Supuestamente Chile era el ejemplo más acabado y exitoso de la implementación del modelo neoliberal en Latinoamérica. Ahora tras los acontecimientos recientes se dice que explotó una desigualdad que durante mucho tiempo estuvo amortiguada e incluso invisibilizada para todos aquellos que vivían elogiando al modelo chileno. También que la región es la formación social más desigual de todo el planeta.
Las derechas latinoamericanas, que si se las deja hablar sostienen que nuestros países debieran ser como EEUU o Europa, no reparan ni un segundo en la cuestión de la desigualdad ni tampoco sobre sus causas. Ser un continente principalmente exportador de commodities, con una economía primarizada y una estructura agraria cuasi feudal no es tema de debate. De todas maneras la desigualdad podría existir sin ser explosiva. Eso es lo que siempre pretendieron las clases dominantes locales. Los diferentes ciclos que propiciaron un crecimiento industrial relativo y a su vez primario hicieron que también los sectores populares latinoamericanos adquirieran derechos que tras los diferentes fines de ciclo no pudieran ser completamente obviados. Para el caso argentino puede constatarse que a pesar de la caída de Juan Domingo Perón en el 55, los trabajadores siguieron exigiendo reivindicaciones que los nuevos gobiernos no estaban dispuestos a otorgar. Esa tensión también es constitutiva hoy de la estructura social de la región.

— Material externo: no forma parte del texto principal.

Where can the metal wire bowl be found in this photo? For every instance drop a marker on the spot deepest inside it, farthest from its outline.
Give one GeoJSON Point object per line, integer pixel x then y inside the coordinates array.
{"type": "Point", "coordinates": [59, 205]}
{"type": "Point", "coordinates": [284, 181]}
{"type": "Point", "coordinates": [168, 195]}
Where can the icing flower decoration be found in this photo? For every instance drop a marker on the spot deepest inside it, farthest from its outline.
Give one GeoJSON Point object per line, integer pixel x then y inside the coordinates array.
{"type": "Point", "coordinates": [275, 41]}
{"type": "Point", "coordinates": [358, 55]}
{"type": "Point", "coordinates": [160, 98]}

En líneas extremadamente generales se podría decir que la irrupción de los gobiernos progresistas en la región durante la primera década de este siglo venía a ser una respuesta al estado de crisis social que produjo el neoliberalismo durante los ’90. Tuvieron su base económica principalmente en el auge de los commodities logrando una distribución mucho más equitativa de la renta. Con la caída de esos precios los modelos redistributivos no pudieron seguir enfrentando la situación social de la misma manera y dejaron sentadas ciertas bases objetivas para la llegada de gobiernos de derecha. Se supuso al respecto que sin ese “viento de cola” los progresismos “populistas” ya no tendrían retorno. Lo que no tuvieron en cuenta es que para gobernar realizando ajustes las masas populares deben estar completamente sumidas y sin capacidad de reacción. El ideal de las derechas es ajustar sin que haya reacción y producir así una reducción sustancial de las principales características de un Estado intervencionista.

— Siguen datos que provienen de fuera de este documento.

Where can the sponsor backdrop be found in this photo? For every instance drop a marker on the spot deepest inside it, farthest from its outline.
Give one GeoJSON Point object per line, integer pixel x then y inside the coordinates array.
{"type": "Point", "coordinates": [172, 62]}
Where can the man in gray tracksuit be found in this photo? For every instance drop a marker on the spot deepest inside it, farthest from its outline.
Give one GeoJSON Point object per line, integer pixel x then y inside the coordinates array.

Las grandes protestas sociales en Ecuador, Chile, Bolivia o Colombia tuvieron por su parte un accionar del Estado pero en su faz represiva y nada democrática. La derrota de Macri en la Argentina, el fallo que devolvió la libertad a Lula en Brasil o el fracaso permanente de lograr romper la institucionalidad en Venezuela son los principales datos del año que termina.
Desde la instauración del neoliberalismo durante los 90 nunca pudo revertirse plenamente la matriz económico social que por ese tiempo comenzaba a ser predominante a pesar de los diversos intentos progresistas. Nuevamente pareciera surgir la esperanza para los sectores populares suramericanos de revertir la mayor desigualdad social del planeta y desterrar el atraso relativo.
Depende principalmente de la lucha política y de la claridad que se tenga para enfrentar a un enemigo sumamente poderoso que ni está dispuesto a resignar sus privilegios ni tampoco a dejar de intentar profundizarlos como hizo el gobierno de Cambiemos los últimos cuatro años.